Although the interaction term between decibel levels and respiratory rate was not statistically significant (
p = 0.158), its negative coefficient suggests a potential moderating effect, wherein higher respiratory rates buffer the adverse impact of noise on heart rate regulation. This regulation is particularly relevant in preterm newborns whose autonomic nervous systems are not yet fully developed [
25]. This observation aligns with existing physiological models, which suggest that increased ventilation may mitigate autonomic arousal in response to stressors [
26]. However, due to the lack of statistical significance, these findings should be interpreted cautiously and warrant further investigation in larger or stratified samples.
Study Limitations
Despite the strengths of our methodological approach, this study presents several limitations. First, the small sample size (n = 6), while partially offset by the high number of recorded events (n = 520), limits the generalizability of the findings. Nevertheless, the richness of the event-based dataset offers a solid foundation for exploratory analysis.
Secondly, although we attempted to control for confounding variables, some potentially influential factors—such as behavioral state, sleep quality, and pain—were not assessed.
A further limitation concerns the statistical modeling. Repeated measurements per patient were treated as independent data points, which does not fully account for intra-subject correlation. Moreover, the final logistic regression model, although statistically significant, included a relatively high number of covariates, given the small sample size, which raises the risk of overfitting and limits the robustness of coefficient estimates.

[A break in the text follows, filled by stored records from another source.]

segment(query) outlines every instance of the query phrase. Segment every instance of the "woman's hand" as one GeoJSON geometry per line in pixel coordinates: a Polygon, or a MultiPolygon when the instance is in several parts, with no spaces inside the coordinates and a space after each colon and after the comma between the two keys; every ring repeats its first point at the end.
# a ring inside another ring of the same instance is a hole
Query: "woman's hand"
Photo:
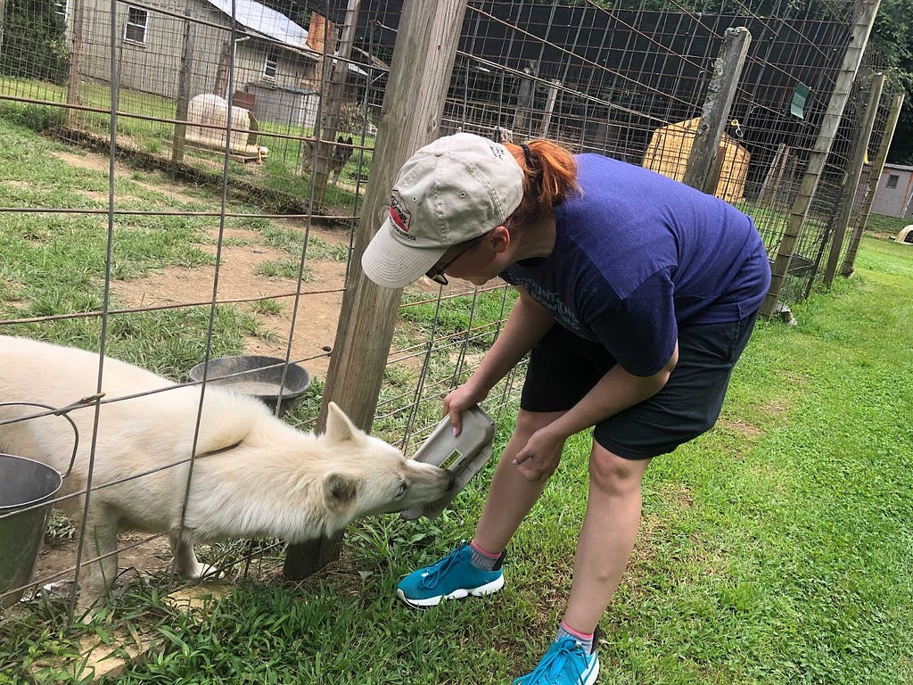
{"type": "Polygon", "coordinates": [[[565,439],[563,435],[555,433],[551,426],[540,428],[530,436],[526,445],[517,453],[513,463],[527,480],[545,480],[558,468],[565,439]]]}
{"type": "Polygon", "coordinates": [[[463,412],[484,400],[486,395],[487,393],[479,392],[467,382],[451,390],[444,398],[444,413],[450,416],[450,425],[455,436],[458,436],[463,430],[463,412]]]}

Vital parameters were obtained from monitor displays, which reflect calculated values rather than raw physiological signals. These are typically derived through algorithmic averaging over short time windows, which may introduce a delay in the representations of responses. This technical constraint limits the precision of time-dependent associations. Furthermore, episodes of tachycardia triggered by noise may activate acoustic alarms, which in turn increase environmental noise, potentially exacerbating infant stress in a feedback loop.
Finally, while the model explained approximately 24% of the variability in tachycardia events, a substantial portion remains unexplained. This result suggests the likely influence of additional, unmeasured physiological or environmental factors. As this was a pilot observational feasibility study, causal relationships between noise exposure and alterations in vital parameters cannot be established.
Future studies should include larger and more diverse newborn populations and adopt longitudinal or hierarchical modeling strategies to improve the validity and reliability of results. These efforts will enable a more comprehensive understanding of how environmental noise impacts newborns’ physiological regulation in the NICU setting.
5. Conclusions
Our findings suggest that environmental noise, measured in decibels, is a significant variable influencing the likelihood of tachycardia in neonates admitted to NICUs. Even modest increases in decibel levels were associated with a meaningful rise in the risk of tachycardic episodes, highlighting the clinical importance of environmental monitoring and noise management in neonatal care. The respiratory rate also emerged as a significant variable in the multivariate model, indicating a complex interplay between different physiological responses to stressors in this vulnerable population.
Although our final regression model accounted for approximately 24% of the variability in tachycardia events, this suggests that while environmental noise is a key contributing factor, it is not the sole determinant of tachycardia events. Other physiological and contextual variables—such as gestational age, birth weight, and clinical status—likely modulate an infant’s susceptibility to noise-induced stress.
Our findings support the incorporation of noise reduction strategies and individualized monitoring protocols in NICU settings. The next RCT phase will allow further evaluation of targeted interventions.